Washington: Major internet services including Twitter and Spotify suffered outages on Friday as a US internet provider said it had come under attack.
The internet service company Dyn said on its website that it had suffered a denial of service attack shortly after 1100 GMT (0430 IST).
The service was restored in about two hours, Dyn said.
The attack meant that millions of internet users could not access the websites of major online companies such as Netflix and Reddit as well as the crafts marketplace Etsy and the software developer site Github, according to media reports.
The website Gizmodo said it had received reports of difficulty at sites for media outlets including CNN, The Guardian, Wired, HBO and People as well as the money transfer service PayPal.
Dyn, which is headquartered in New Hampshire, said the attack went after its domain name service, causing interruptions and slowdowns for internet users.
"This morning, October 21, Dyn received a global DDoS attack on our Managed DNS infrastructure in the east coast of the United States," Scott Hilton, executive vice president for products at Dyn, said in a statement.
"We have been aggressively mitigating the DDoS attack against our infrastructure."
The company said it was continuing to investigate.
A map published by the website downdetector.com showed service interruptions for Level3 Communications, a so-called "backbone" internet service provider, across much of the US east coast and in Texas.
Amazon Web Services, which hosts some of the most popular sites on the internet, including Netflix and the homestay network Airbnb, said on its website that users experienced errors including "hostname unknown" when attempting to access hosted sites but that the problem had been resolved by 1310 GMT.
Domain name servers are a crucial element of internet infrastructure, converting numbered Internet Protocol addresses into the domain names that allow users to connect to internet sites.
Distributed denial of service or DDoS attacks involve flooding websites with traffic, making them difficult to access or taking them offline entirely.
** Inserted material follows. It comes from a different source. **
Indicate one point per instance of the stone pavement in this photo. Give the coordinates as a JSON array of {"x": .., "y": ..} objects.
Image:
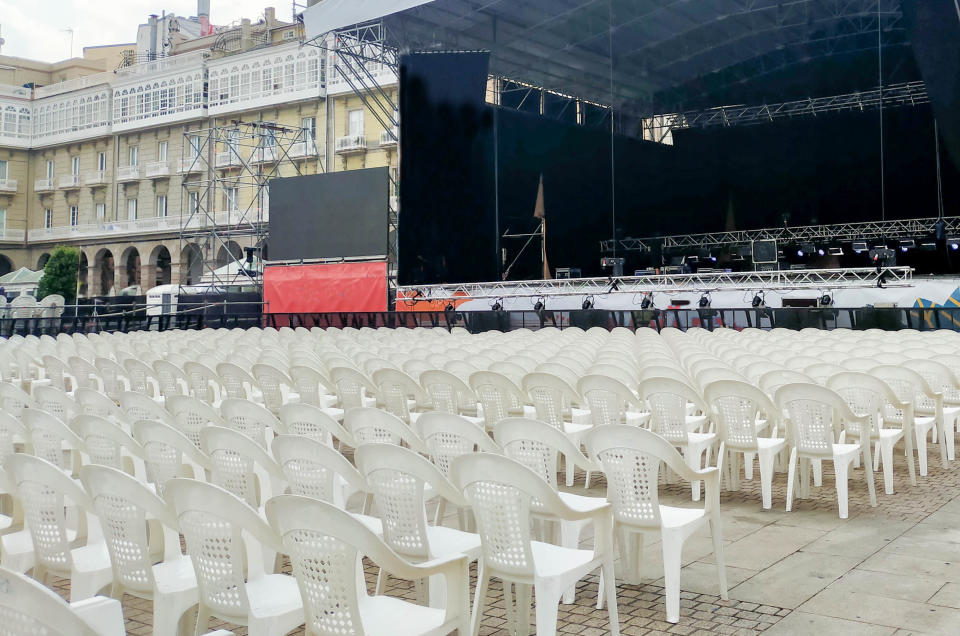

Attackers can use them for a range of purposes, including censorship, protest and extortion.
The loose-knit hacktivist network Anonymous in 2010 targeted the DNS provider EveryDNS among others in 2010 as retribution for denying service to the anti-secrecy organization WikiLeaks.
"The internet continues to rely on protocols and infrastructure designed before cyber security was an issue," said Ben Johnson, a former engineer at the National Security Agency and founder of the cybersecurity company Carbon Black.
He said that growing interconnection of ordinary devices to the internet, the so-called "internet of things," increased the risks to networks.
"DDoS, especially with the rise of insecure IOT devices, will continue to plague our organizations. Sadly, what we are seeing is only the beginning in terms of large scale botnets and disproportionate damage done."